“Three people died in 2017 while rationing their insulin. Three more died in 2018. Four died in 2019, so far.” (rightcarealliance.org)
Talk to your legislators about how drug prices affect you and your family and ask them to support and strenthen H.R. 3. – “Lower Drug Costs Now Act of 2019″ – 2 actions below.
(from Indivisible) Drug prices are higher in America than anywhere else in the world, and as a result, 1 in 5 people won’t fill a prescription, and 1 in 10 skip doses or cut pills in half. This kind of rationing can lead to complications for untreated conditions, which cause increased healthcare costs such as hospitalization, surgery, or emergency medical care. Rationing critical drugs like insulin, marked up as much as 5000%, can also kill people. H.R. 3 – Lower Drug Costs Now Act of 2019 is a good start to lowering drug prices because it directs the government to expand its immense buying power to negotiate lower drug prices for more than just Medicare patients. But the bill needs to be stronger. Here are things it’s missing…
- Protection of uninsured people: Any of us can lose a job. The bill currently applies the price that the government negotiates to people on private insurance and people with Medicare, but it doesn’t cover people with no insurance. Easy fix. Add them to the bill.
- Negotiate more drugs each year: H.R. 3 only requires the government to negotiate the price of 25 drugs per year starting in 2023, 30 per year in 2028, and 35 per year in 2033. What? There are thousands of drugs on the market and more every year. To give you a sense of scale, this formulary from UnitedHealthCare’s 2019 Community Plan includes approximately 1,666 drugs. The bill should be amended to quickly increase the floor on the number of negotiated drugs each year to 250.
- Make more drugs eligible for negotiation: In the bill as written, only drugs that cost the health system a lot of money and don’t have any generic or biosimilar competitors would be eligible for negotiation. That leaves out some key drugs, like EpiPen, that are still too expensive despite having generic competition. The bill should be amended to ensure that drugs that are very expensive but only serve a small population of people, and drugs that have limited generic competition, are still eligible for negotiation by the government.
- Stop drug corporations from spiking prices: H.R. 3 includes provisions to stop drug corporations from increasing the price of a drug for people on Medicare Part B or Part D by more than the rate of inflation, but the same protections don’t apply to people with private insurance. Rep. Jayapal offered an amendment to the bill to fill this gap that was approved by the Education and Labor Committee. This amendment must be preserved and strengthened in the final text of H.R. 3.

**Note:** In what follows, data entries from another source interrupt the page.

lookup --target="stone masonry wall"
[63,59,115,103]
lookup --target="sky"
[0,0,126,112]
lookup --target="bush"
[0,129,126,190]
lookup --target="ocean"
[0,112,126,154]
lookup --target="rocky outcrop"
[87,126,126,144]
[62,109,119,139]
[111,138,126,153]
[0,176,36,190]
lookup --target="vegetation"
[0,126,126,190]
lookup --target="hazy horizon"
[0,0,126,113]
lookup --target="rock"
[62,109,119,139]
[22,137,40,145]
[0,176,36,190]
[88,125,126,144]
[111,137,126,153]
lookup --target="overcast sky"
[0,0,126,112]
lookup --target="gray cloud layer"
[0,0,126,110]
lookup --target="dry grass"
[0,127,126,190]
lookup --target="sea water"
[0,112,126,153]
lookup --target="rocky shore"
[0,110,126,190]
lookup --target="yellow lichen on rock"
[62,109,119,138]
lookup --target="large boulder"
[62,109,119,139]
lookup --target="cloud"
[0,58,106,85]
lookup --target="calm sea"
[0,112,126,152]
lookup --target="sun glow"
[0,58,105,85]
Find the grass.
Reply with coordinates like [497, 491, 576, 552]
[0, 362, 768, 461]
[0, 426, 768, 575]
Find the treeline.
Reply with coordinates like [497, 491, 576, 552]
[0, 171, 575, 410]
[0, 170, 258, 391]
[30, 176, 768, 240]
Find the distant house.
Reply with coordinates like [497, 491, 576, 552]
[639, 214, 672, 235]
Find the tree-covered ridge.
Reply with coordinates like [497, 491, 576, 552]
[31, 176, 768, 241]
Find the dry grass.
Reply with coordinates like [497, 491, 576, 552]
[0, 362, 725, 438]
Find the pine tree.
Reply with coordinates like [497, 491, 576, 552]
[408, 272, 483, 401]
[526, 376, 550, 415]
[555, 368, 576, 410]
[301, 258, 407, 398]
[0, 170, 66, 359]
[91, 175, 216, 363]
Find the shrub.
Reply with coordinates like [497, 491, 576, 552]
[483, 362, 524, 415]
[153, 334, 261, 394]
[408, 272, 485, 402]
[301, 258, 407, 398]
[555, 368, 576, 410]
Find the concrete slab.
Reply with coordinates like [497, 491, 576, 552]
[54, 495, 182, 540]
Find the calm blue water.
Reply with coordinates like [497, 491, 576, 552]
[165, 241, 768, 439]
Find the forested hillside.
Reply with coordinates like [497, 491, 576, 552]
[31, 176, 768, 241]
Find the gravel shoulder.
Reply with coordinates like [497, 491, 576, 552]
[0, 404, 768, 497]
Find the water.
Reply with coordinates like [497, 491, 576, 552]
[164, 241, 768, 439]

H.R. 3 currently has 86 cosponsors, all Democrats. Salud Carbajal is a cosponsor but Julia Brownley is not. What?
Action #1 – Call your congressperson!
Minimal script for Democrat non-signers [Brownley]: I’m calling from [zip code] and I want Rep. [___] to cosponsor H.R. 3 – Lower Drug Costs Now Act of 2019 AND improve it by supporting amendments that would protect uninsured people, negotiate more drugs, and protect people from predatory drug corporation practices like price spikes. (add personal experience if you wish.)
Minimal script for Democrat cosponsors – [Carbajal]: I’m calling from [zip code] and I want to thank Rep. [___] for supporting H.R. 3 – Lower Drug Costs Now Act of 2019. However, we want Rep. [___] to support amendments that would protect uninsured people, negotiate more drugs, and protect people from predatory drug corporation practices like price spikes. (add personal experience if you wish.)
Minimal script for Republicans: I’m calling from [zip code] and I want Rep. [___] to support H.R. 3 – Lower Drug Costs Now Act of 2019. Polling demonstrates that people overwhelmingly support bold solutions to achieve lower drug prices, such as government negotiation. Every time a young person dies from trying to stretch out their unaffordable prescriptions, we will remember that you put drug companies over the lives of people’s family members. (add personal experience if you wish.)
Rep. Julia Brownley: (CA-26): DC (202) 225-5811, Oxnard (805) 379-1779, T.O. (805) 379-1779
or Rep. Salud Carbajal: (CA-24): DC (202) 225-3601, SB (805) 730-1710 SLO (805) 546-8348
Other Rep Contacts: www.phoneyourrep.com
Action #2 – Talk to Congresswoman Brownley at her town hall!
When: Sat. Nov. 9, 1 pm
Where: Boyd Center at Sarzotti Park, 510 Park Rd., Ojai.
Admission requirements: Event requires RSVP here.
Questions: (805) 379-1779.
(If Julia Brownley isn’t your congressperson, find a town hall with yours here.)
Sample answers to hard questions:
What about innovation? This is a big Republican sticking point. Won’t passing a bill like this guarantee that drug corporations will stop conducting research and development?
- Drug corporations like to argue that price negotiation would end drug innovation as we know it, but that just isn’t true. Public funding plays a major role in the research and development of new drugs. Of the 210 drugs approved by the FDA from 2010-2016, every single one was associated with NIH-funded research. If taxpayers are helping to fund the research that drug companies use to generate new products, drug companies should not be able to turn around and gouge those same people with high prices once the drugs reach the market.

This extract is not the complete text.